The devastating volcanic eruption of Mount Vesuvius in 79 CE – which wiped out settlements including Pompeii and Herculaneum in blasts of molten rock and ash – may have turned the brains of some of its sorry victims to glass, a new study concludes.

Analysis of one skull, recovered from the Herculaneum site in the 1960s, shows brain matter that has been vitrified, or turned into glass. While some human brains at the site were found to have been saponified – turned into a soap-like substance – this is the first time that the glass idea has been put forward.

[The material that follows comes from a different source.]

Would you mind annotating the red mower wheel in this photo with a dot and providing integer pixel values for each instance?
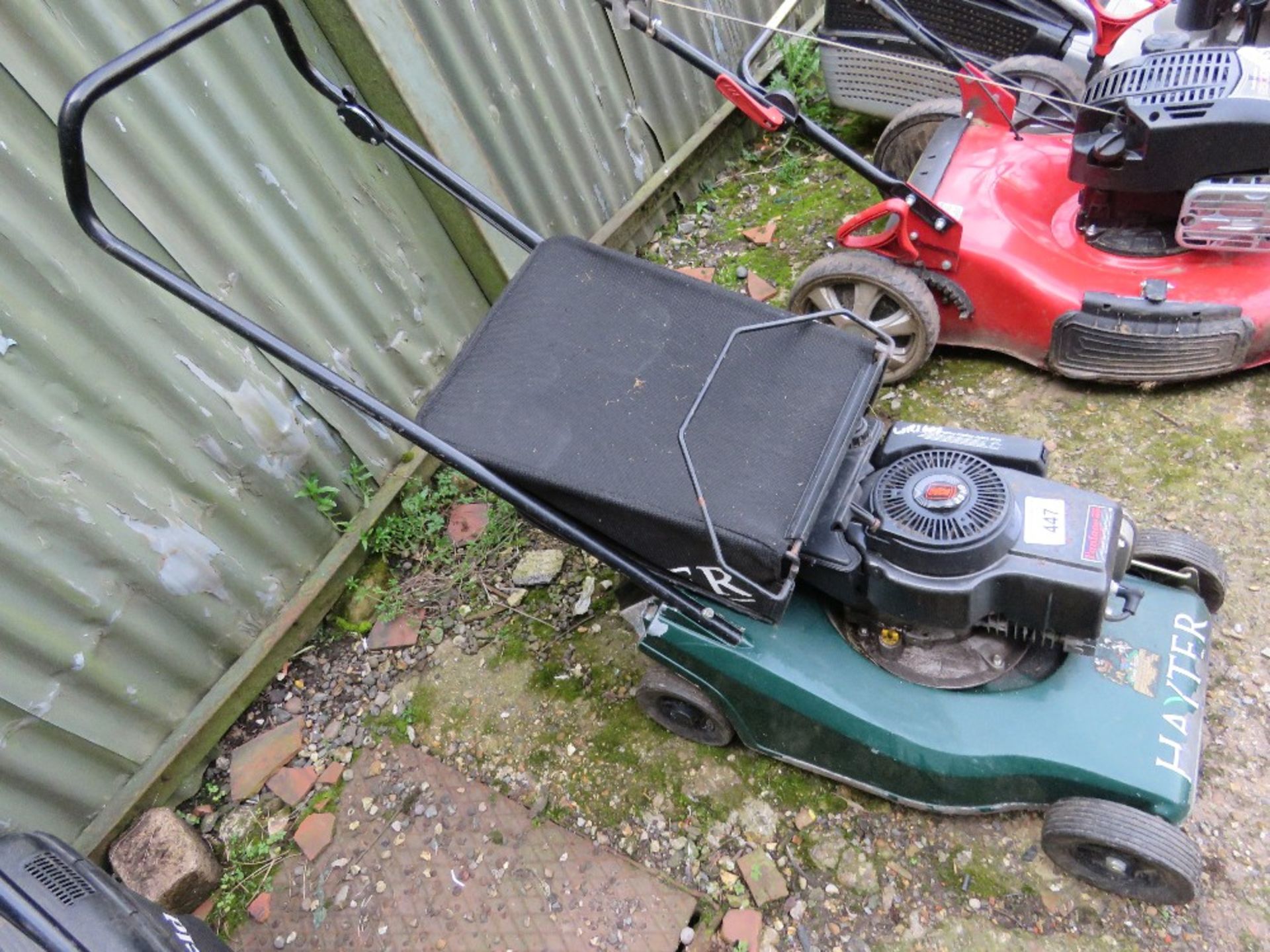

The fatty acids and proteins found in the substance, and the localised nature of the material, suggest this is a brain exposed to sudden, intense heat, according to the researchers.

Temperatures at the site could have been as high as 520 degrees Celsius (968 degrees Fahrenheit), based on an analysis of nearby charred wood.

brain glass 2Fragment of glassy material. (Petrone et al., NEJM, 2020)

"The detection of a glassy material from the victim's head, of proteins expressed in [the] human brain, and of fatty acids found in human hair indicates the thermally induced preservation of vitrified human brain tissue," write the researchers.

The unfortunate person – estimated to be a 25-year-old male – was found lying on a wooden bed, buried in volcanic ash, and is thought to have been a caretaker for the Collegium Augustalium building he was found in.

The team behind the new analysis suggests extreme radiant heat would have ignited the poor man's body fat and vapourised his soft tissues.

glassy bits in the skullGlassy black material filling the skull. (Petrone et al., NEJM, 2020)

A period of cooling would then have followed, mimicking the way that glass is made. To be moulded into shapes, glass needs to be heated to 1400 degrees Celsius (2552 degrees Fahrenheit), but it can be formed at lower temperatures.

"The preservation of ancient brain remains is an extremely rare find," forensic anthropologist Pier Paolo Petrone, from the University of Naples Federico II in Italy, told Sara G. Miller at NBC News.

"This is the first-ever discovery of ancient human brain remains, vitrified by heat."

It's tricky to know exactly what happened, but there's no doubt this would have felt like a truly apocalyptic moment, as high-speed pyroclastic surges of gas and rock were rapidly followed by waves of volcanic ash. If you lived in Pompeii or Herculaneum, you wouldn't have really stood a chance.

The research fits in with previous work from Petrone and others, finding that body fluids and soft tissues of victims on the shore of Herculaneum were suddenly vaporised. The man with the glass brain was discovered further back from the water.

Peering back so far in time, and at such an unusual event, requires a lot of educated guesswork, and so it must be noted that not everyone agrees with the brain-into-glass theory.

Forensic anthropologist Tim Thompson, from Teesside University in the UK, thinks the victims at Herculaneum may have been "baked" through exposure to low-intensity heat.

"We need to do more research in this area to see if we can reproduce the conditions in which [the glassy material] formed to truly interpret its significance," Thompson told Kristina Killgrove at Forbes.

The research has been published in the New England Journal of Medicine.